The Greens/EFA group opposed this proposal for a directive aimed at tightening budgetary rules and transforming the consolidation of public finances into a technocratic process that ousted national parliaments, despite the fact that the adoption of budgets is a major political act. The Greens/EFA group also criticised the fact that the European Parliament should be confined to an advisory role.
Statement by Philippe Lamberts, President of the Greens/EFA group in the European Parliament:
"After a decade of crisis and with just a few short years to avert climate catastrophe, we need to be encouraging public investment, supporting social infrastructure, and investing in the green transition, not creating ever more strict fiscal rules that will bring about more austerity.

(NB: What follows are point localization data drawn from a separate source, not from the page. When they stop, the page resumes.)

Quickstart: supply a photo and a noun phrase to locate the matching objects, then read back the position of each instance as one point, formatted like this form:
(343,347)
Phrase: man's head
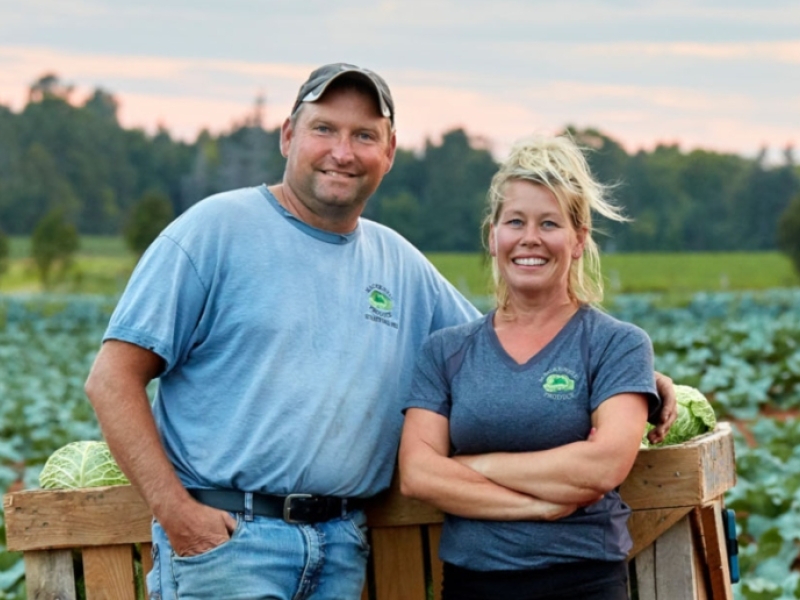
(339,143)
(319,80)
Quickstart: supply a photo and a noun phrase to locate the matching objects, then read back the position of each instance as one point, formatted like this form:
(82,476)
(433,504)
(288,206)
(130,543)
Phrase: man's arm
(116,387)
(669,409)
(426,473)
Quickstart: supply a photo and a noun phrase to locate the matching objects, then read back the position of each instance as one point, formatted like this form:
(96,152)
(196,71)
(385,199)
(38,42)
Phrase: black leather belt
(294,508)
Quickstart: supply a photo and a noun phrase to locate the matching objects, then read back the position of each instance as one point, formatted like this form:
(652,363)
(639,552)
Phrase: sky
(722,75)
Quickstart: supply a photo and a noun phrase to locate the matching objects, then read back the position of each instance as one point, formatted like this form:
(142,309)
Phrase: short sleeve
(430,387)
(624,364)
(161,304)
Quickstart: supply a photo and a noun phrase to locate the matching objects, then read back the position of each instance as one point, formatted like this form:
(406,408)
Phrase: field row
(741,349)
(104,264)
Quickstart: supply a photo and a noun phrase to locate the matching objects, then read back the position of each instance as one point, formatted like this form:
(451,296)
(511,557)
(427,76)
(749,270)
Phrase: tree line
(76,159)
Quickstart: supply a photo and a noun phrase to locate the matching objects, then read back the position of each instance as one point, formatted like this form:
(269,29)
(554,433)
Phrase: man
(283,329)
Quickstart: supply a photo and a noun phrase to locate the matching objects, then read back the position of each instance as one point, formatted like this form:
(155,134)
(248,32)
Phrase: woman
(521,425)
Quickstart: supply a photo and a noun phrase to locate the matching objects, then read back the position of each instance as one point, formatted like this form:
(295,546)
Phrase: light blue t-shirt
(288,349)
(495,404)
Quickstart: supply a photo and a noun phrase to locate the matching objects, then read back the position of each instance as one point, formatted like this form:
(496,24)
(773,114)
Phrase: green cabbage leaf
(695,417)
(79,465)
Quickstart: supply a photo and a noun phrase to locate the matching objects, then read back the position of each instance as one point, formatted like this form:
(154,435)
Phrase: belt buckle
(287,507)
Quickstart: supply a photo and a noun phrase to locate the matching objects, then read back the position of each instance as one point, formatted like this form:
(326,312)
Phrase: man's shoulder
(455,335)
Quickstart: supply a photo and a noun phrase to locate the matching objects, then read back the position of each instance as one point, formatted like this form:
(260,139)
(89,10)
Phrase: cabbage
(695,417)
(81,464)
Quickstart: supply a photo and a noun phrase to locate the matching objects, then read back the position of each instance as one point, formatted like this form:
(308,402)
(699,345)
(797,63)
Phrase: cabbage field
(741,349)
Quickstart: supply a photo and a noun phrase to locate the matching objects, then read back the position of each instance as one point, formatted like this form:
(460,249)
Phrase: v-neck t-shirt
(495,404)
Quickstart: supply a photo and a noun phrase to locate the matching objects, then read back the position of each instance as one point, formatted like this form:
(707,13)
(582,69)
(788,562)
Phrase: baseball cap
(319,80)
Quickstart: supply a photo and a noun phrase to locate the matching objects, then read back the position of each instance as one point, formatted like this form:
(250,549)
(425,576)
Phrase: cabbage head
(695,417)
(80,465)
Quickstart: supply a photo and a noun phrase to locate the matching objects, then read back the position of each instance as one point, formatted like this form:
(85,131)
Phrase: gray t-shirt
(495,404)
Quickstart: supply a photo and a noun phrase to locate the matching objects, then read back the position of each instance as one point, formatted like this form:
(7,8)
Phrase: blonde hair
(557,163)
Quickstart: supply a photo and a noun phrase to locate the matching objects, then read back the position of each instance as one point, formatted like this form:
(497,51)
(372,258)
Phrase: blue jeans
(268,559)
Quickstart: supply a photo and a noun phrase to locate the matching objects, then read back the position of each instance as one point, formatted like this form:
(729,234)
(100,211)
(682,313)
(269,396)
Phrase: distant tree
(789,232)
(53,244)
(49,86)
(148,216)
(5,250)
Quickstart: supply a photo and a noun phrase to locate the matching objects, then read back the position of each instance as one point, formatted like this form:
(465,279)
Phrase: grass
(103,265)
(669,273)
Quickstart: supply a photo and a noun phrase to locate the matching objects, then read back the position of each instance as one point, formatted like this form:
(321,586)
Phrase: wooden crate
(675,493)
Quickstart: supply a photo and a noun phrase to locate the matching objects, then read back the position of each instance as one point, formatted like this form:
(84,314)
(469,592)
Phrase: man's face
(338,150)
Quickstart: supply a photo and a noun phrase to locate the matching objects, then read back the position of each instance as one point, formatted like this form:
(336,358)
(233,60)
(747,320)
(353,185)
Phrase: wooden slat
(49,575)
(391,508)
(674,563)
(434,536)
(45,519)
(399,570)
(146,552)
(687,474)
(645,566)
(108,572)
(646,526)
(712,532)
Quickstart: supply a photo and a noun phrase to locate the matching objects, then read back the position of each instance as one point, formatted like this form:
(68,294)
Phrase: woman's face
(534,242)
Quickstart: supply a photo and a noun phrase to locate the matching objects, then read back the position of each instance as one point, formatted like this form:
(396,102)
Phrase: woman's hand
(669,408)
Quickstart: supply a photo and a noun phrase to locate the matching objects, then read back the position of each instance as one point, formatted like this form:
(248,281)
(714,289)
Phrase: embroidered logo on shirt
(558,383)
(380,306)
(380,301)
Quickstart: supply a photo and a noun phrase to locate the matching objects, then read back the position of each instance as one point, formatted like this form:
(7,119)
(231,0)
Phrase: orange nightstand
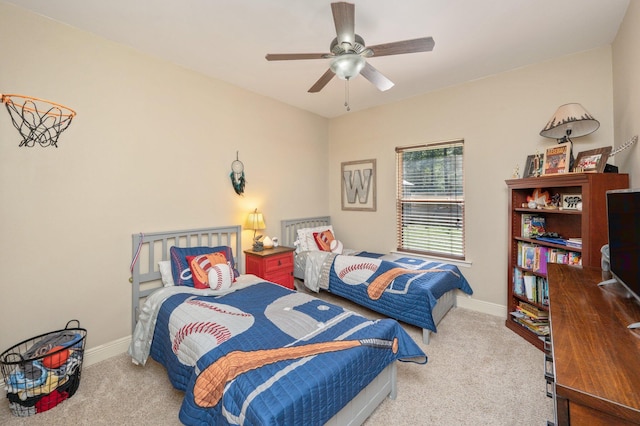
(275,265)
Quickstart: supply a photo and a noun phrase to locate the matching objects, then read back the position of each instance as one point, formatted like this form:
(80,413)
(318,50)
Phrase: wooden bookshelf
(588,223)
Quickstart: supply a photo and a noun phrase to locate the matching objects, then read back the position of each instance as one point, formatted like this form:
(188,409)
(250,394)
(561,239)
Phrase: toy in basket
(41,372)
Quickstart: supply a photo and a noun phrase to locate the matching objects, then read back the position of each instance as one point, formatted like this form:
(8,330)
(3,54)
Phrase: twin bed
(256,352)
(408,289)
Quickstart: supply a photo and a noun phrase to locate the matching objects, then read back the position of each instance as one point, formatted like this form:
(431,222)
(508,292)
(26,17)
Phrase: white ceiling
(227,39)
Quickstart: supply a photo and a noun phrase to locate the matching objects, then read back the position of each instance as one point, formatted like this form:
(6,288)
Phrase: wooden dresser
(595,357)
(275,265)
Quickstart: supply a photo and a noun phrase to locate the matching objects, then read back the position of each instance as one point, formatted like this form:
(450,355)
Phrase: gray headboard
(154,247)
(289,228)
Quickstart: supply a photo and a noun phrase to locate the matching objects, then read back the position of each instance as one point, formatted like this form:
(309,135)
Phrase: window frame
(454,197)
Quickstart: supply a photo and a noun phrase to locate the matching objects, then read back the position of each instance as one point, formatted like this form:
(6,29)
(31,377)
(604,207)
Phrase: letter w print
(359,185)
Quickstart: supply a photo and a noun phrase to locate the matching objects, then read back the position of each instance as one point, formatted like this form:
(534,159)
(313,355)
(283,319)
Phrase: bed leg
(394,378)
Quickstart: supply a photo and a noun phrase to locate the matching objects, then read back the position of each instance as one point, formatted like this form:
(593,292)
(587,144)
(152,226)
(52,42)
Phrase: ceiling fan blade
(322,81)
(294,56)
(375,77)
(424,44)
(344,19)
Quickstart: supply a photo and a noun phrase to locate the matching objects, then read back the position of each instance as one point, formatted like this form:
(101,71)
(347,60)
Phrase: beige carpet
(479,373)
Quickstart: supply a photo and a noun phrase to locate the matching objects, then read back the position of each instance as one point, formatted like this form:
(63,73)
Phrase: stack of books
(532,317)
(574,242)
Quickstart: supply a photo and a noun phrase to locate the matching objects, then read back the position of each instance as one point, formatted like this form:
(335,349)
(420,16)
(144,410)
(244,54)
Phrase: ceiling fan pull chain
(346,94)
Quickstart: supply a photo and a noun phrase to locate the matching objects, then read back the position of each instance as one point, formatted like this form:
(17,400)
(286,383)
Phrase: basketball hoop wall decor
(39,121)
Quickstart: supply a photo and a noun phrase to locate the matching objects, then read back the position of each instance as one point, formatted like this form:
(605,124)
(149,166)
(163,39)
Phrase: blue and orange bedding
(406,289)
(267,355)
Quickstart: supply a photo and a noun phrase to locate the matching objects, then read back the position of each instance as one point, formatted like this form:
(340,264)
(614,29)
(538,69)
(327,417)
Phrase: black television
(623,219)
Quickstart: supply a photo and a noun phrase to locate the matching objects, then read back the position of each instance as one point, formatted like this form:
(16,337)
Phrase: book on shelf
(529,285)
(543,290)
(532,311)
(540,257)
(574,242)
(532,225)
(518,282)
(540,328)
(528,256)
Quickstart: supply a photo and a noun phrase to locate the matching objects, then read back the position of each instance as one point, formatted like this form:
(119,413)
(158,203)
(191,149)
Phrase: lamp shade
(347,66)
(255,221)
(570,120)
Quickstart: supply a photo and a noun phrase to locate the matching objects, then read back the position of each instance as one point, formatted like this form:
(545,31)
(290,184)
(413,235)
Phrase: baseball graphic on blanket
(197,326)
(355,270)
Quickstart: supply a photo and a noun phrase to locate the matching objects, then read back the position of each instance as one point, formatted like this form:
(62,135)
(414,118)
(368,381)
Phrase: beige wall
(499,118)
(626,91)
(152,144)
(150,150)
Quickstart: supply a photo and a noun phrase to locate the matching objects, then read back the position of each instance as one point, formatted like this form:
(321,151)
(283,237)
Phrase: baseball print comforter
(406,288)
(265,354)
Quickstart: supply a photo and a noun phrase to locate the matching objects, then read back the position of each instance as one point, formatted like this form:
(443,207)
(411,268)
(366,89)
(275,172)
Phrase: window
(430,199)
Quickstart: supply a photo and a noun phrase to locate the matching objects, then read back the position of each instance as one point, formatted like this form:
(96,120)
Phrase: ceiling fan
(348,52)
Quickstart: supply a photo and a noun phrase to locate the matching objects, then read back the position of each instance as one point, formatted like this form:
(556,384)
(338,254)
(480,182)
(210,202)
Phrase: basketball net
(38,120)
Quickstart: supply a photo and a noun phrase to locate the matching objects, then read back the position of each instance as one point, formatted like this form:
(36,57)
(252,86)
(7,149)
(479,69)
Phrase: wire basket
(41,372)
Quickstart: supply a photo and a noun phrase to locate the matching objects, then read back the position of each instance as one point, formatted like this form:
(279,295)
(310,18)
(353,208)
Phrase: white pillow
(336,246)
(165,273)
(305,240)
(221,276)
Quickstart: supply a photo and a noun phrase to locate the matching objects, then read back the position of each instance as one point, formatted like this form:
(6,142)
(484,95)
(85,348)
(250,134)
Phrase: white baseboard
(106,351)
(468,302)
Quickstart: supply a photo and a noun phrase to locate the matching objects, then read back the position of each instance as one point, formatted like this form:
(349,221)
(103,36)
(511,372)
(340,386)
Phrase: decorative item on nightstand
(570,120)
(255,221)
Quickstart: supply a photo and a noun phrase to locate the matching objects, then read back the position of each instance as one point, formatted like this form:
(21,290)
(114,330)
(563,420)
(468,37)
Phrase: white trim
(468,302)
(465,263)
(106,351)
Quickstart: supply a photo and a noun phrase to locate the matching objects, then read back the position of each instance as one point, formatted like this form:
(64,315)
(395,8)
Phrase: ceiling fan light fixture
(347,66)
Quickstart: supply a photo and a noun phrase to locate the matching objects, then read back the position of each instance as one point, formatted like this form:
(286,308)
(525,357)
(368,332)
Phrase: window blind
(430,199)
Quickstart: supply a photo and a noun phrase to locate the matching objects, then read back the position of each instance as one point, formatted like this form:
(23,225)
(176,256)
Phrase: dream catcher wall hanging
(237,176)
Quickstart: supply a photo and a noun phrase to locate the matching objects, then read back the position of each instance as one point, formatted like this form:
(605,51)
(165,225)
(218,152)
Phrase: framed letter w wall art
(359,185)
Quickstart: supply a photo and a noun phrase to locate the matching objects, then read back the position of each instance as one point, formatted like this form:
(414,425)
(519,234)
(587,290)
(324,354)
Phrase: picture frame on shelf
(592,161)
(533,166)
(571,202)
(556,159)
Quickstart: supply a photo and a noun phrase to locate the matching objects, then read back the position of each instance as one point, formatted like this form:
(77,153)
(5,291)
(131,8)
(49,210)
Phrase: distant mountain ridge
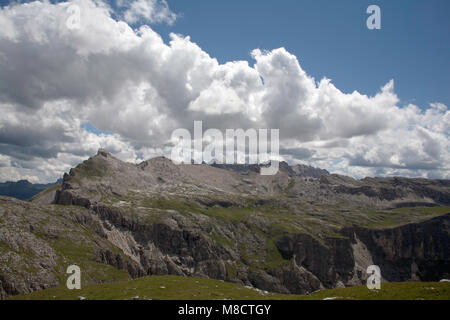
(23,189)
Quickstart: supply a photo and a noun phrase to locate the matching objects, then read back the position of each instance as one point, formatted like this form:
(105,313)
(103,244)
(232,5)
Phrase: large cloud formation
(129,82)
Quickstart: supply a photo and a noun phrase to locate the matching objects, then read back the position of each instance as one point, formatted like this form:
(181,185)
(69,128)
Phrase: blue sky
(331,40)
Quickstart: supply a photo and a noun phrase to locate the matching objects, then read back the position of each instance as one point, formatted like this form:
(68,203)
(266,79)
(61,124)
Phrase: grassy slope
(184,288)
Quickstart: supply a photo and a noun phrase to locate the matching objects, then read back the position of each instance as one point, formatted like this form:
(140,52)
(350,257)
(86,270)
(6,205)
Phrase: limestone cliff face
(415,251)
(283,233)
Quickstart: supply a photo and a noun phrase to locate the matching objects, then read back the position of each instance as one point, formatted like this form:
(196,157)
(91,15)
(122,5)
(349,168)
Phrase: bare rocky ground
(295,232)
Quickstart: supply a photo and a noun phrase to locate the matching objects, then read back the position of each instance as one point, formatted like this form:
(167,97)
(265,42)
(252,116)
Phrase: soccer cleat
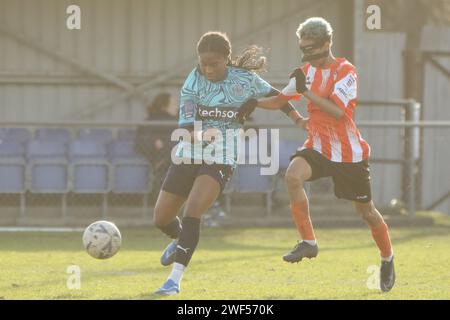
(300,251)
(168,255)
(387,275)
(168,288)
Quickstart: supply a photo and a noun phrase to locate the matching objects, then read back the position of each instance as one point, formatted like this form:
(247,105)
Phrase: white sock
(177,273)
(311,242)
(388,259)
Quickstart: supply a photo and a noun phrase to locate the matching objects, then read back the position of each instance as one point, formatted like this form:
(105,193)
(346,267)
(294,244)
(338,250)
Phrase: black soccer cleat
(300,251)
(387,275)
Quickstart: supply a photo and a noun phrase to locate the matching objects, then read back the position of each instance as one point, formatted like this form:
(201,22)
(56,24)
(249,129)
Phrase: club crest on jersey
(237,90)
(188,109)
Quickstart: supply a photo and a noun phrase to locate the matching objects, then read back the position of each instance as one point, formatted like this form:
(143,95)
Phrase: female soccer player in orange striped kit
(334,147)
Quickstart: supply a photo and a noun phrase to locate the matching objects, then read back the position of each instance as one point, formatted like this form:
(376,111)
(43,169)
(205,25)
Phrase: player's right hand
(303,123)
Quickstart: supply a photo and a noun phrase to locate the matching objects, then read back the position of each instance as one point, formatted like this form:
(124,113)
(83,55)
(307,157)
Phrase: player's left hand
(303,123)
(246,109)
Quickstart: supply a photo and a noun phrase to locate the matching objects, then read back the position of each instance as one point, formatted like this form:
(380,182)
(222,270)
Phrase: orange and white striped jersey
(339,140)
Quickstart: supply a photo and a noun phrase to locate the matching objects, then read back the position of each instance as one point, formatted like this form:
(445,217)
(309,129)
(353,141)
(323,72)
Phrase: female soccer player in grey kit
(212,93)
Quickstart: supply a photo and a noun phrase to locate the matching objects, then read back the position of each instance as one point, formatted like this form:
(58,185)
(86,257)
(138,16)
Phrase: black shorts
(351,180)
(180,177)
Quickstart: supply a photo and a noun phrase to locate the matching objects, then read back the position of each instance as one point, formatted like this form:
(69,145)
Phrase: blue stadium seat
(127,134)
(132,173)
(12,167)
(101,135)
(90,170)
(47,165)
(53,134)
(48,169)
(13,171)
(90,166)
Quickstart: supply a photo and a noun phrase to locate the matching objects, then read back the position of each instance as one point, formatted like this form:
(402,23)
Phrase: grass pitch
(228,264)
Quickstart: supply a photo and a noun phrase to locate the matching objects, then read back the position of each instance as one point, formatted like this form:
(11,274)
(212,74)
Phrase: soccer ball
(102,239)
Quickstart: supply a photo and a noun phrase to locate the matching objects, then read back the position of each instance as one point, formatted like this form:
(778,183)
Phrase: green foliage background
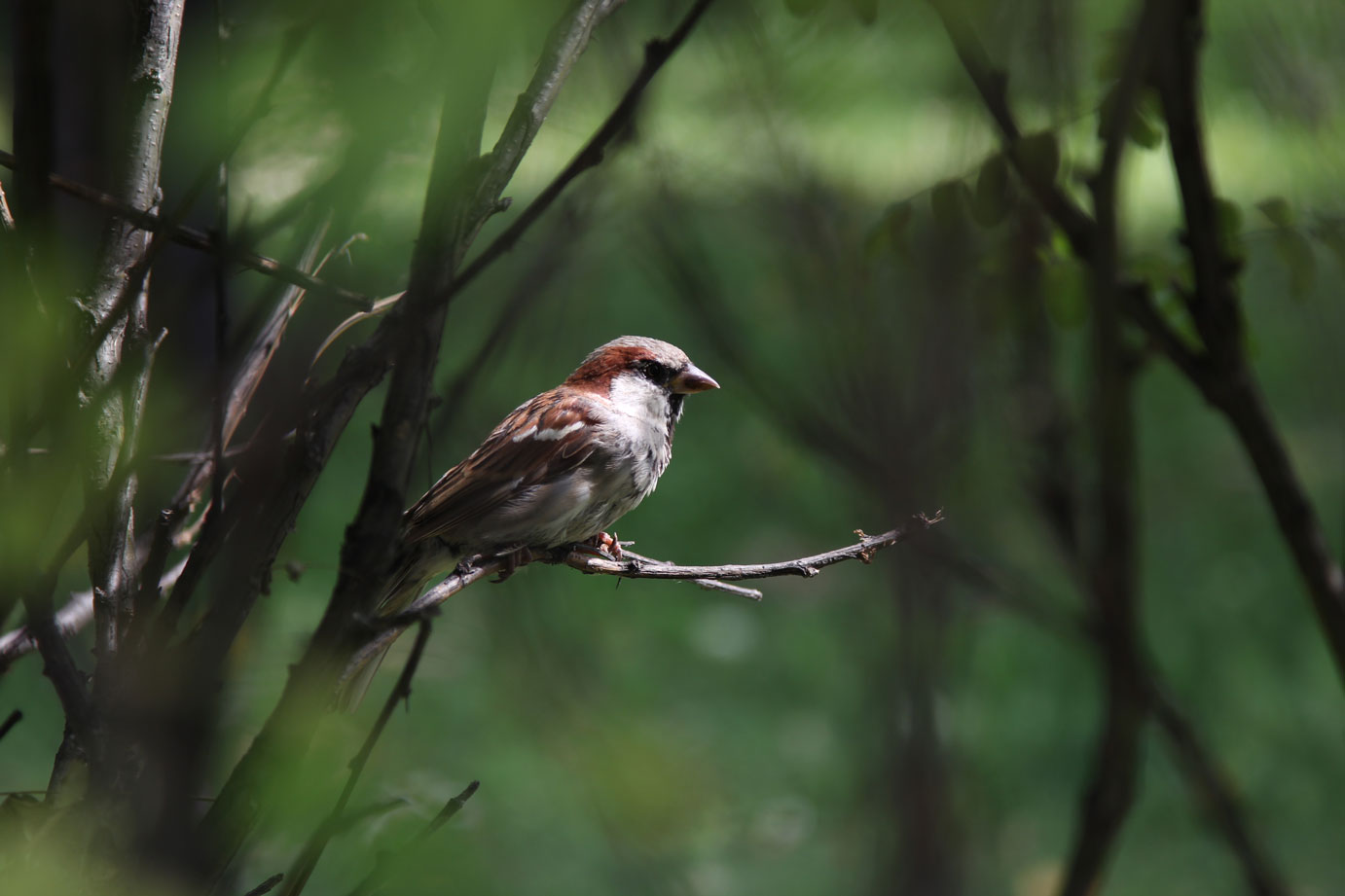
(655,738)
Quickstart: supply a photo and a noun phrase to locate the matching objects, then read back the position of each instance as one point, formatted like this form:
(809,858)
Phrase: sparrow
(560,470)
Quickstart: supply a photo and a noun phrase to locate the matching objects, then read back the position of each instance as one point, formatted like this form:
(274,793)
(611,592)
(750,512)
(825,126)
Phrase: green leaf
(1229,218)
(993,199)
(865,11)
(1295,253)
(890,232)
(947,202)
(1039,157)
(1066,292)
(803,7)
(1331,234)
(1277,210)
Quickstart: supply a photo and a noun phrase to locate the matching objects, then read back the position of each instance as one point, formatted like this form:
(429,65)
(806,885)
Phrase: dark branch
(386,863)
(657,53)
(194,238)
(806,566)
(11,720)
(299,874)
(265,887)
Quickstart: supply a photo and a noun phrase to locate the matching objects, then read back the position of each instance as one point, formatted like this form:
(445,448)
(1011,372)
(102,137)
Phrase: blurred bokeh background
(785,209)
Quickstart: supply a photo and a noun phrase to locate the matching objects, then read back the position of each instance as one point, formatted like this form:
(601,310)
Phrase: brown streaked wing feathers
(486,479)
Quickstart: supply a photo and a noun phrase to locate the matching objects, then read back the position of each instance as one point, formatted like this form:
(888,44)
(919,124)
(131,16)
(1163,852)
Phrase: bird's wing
(541,442)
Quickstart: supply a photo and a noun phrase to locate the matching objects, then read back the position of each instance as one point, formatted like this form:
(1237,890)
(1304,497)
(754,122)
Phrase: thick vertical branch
(1111,559)
(454,210)
(1228,381)
(112,405)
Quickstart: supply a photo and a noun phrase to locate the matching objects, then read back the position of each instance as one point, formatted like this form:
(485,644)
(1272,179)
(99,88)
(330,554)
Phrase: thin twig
(198,239)
(326,413)
(74,615)
(709,584)
(387,860)
(806,566)
(265,887)
(11,720)
(307,860)
(657,53)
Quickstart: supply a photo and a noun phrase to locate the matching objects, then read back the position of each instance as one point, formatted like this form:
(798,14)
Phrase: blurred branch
(74,615)
(993,87)
(657,53)
(1215,794)
(11,720)
(265,887)
(1111,559)
(387,860)
(194,238)
(299,874)
(1221,373)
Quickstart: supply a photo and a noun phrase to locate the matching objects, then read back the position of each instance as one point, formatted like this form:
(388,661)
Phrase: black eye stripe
(652,370)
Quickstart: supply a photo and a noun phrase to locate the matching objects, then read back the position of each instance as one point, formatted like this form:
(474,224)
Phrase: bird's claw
(601,545)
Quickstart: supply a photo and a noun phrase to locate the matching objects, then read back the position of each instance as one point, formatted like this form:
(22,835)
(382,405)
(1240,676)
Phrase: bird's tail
(415,569)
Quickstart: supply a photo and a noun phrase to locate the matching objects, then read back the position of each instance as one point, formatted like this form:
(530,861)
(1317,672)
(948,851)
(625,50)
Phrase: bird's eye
(652,370)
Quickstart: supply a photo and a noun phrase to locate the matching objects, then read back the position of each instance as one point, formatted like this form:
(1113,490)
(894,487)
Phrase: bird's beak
(692,379)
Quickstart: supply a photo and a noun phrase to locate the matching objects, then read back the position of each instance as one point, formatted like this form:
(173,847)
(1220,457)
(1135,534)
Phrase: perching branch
(806,566)
(277,495)
(383,631)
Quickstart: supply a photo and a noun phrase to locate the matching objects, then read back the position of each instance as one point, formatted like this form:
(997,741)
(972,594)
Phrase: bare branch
(74,615)
(307,860)
(265,887)
(382,631)
(806,566)
(11,720)
(993,87)
(387,860)
(1228,382)
(278,494)
(198,239)
(657,53)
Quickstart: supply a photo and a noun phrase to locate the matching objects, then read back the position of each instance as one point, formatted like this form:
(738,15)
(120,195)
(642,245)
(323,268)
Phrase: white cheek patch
(556,435)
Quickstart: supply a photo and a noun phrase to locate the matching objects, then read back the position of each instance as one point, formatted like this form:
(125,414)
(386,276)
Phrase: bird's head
(639,365)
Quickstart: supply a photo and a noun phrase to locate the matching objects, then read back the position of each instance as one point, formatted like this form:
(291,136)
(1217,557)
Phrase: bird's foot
(601,545)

Despite the fact that we have been calling for a reform of the Eurozone for years, of which this text should have been the first step, in accepting it we would have sent a very bad signal in terms of European public opinion.
"We also contested the Commission's anti-democratic argument that the European Parliament should only provide an advisory opinion to the Council. We want Europe to work for its people and not constrain them. That's why we welcome that the report was not supported by a majority of MEPs and call on the ECOFIN Council not to resurrect this flawed approach."